Constant expression	Description
${coord:minutes(int n)}	Returns the datetime:and starts from one, executes every n minutes
${coord:hours(int n)}	Returns the datetime: and starts from one, performs every n * 60 minutes
${coord:days(int n)}	Returns the datetime: and starts from one, performs every n * 24 * 60 minutes
${coord:months(int n)}	Returns the datetime: and starts from one, performs every n * M * 24 * 60 minutes (M is the number of days in a month)

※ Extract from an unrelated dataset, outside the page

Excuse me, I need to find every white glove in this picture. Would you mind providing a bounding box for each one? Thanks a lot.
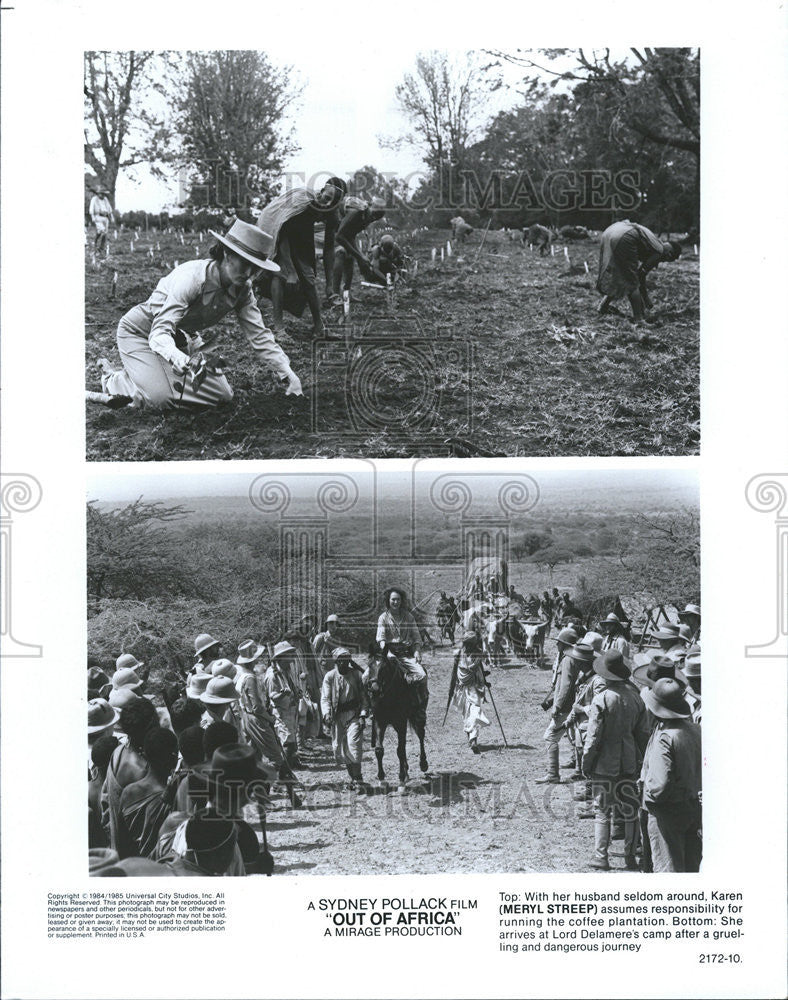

${coord:endOfDays(int n)}	Returns the datetime: starts from the latest time of the day (i.e., the next day), carries out every n * 24 * 60 minutes
${coord:endOfMonths(1)}	Returns the datetime: starts from the last time of this month (that is, the beginning of next month), performs every n * 24 * 60 minutes
${coord:current(int n)}	Returns the datetime: start calculating from the time a Coordinator Action (Action) is created, the execution time of the nth dataset Instance
${coord:dataIn(String name)}	In the input event (input-events), parse all URIs contained in the dataset instance
${coord:dataOut(String name)}	In the output event (output-events), parse all URIs contained in the dataset instance.
${coord:offset(int n, String timeUnit)}	Indicates the time offset, if the creation time of a Coordinator Action is T, n is a positive number indicates offset to the moment after T, n is a negative number indicates offset to the moment before T, timeUnit indicates the time unit (options are MINUTE, HOUR, DAY, MONTH, YEAR)
${coord:hoursInDay(int n)}	The number of hours on the specified n-th day, n > 0 indicates the number of hours on the n-th day counting backwards, n = 0 indicates the number of hours today, n < 0 indicates the number of hours on the n-th day counting forward
${coord:daysInMonth(int n)}	The number of days in the specified n-th month, n > 0 indicates the number of days in the n-th month counting backwards, n = 0 indicates the number of days in this month, n < 0 indicates the number of days in the n-th month counting forward
${coord:tzOffset()}	The number of minutes difference between the time zone corresponding to the dataset and the time zone of the Coordinator Job
${coord:latest(int n)}	The nth dataset instance that is currently available
${coord:future(int n, int limit)}	Dataset instances after the current time, n >= 0, when n = 0 it means the dataset instance is immediately available, limit represents the number of dataset instances
${coord:nominalTime()}	The nominal time is equal to the start time of the Coordinator Job, plus the datetime obtained by the frequency of multiple Coordinator Jobs. For example: start = “2009-01-01T24:00Z”, end = “2009-12-31T24:00Z”, frequency = ”${coord:days(1)}”, frequency = ”${coord:days(1)}, then the nominal time is: 2009-01-02T00:00Z, 2009-01-03T00:00Z, 2009-01-04T00:00Z, …, 2010-01-01T00:00Z
${coord:actualTime()}	The actual creation time of the Coordinator Action. For example: start = “2011-05-01T24:00Z”, end = “2011-12-31T24:00Z”, frequency = ”${coord:days(1)}”, then the actual time is: 2011-05-01, 2011-05-02, 2011-05-03, …, 2011-12-31
${coord:user()}	The user name who started the current Coordinator Job
${coord:dateOffset(String baseDate, int instance, String timeUnit)}	The formula for calculating the new datetime: newDate = baseDate + instance * timeUnit, such as: baseDate = ’2009-01-01T00:00Z’, instance = ’2’, timeUnit = ’MONTH’, then the calculated new datetime is ’2009-03-01T00:00Z’
${coord:formatTime(String timeStamp, String format)}	Formats a time string, format specifies the pattern.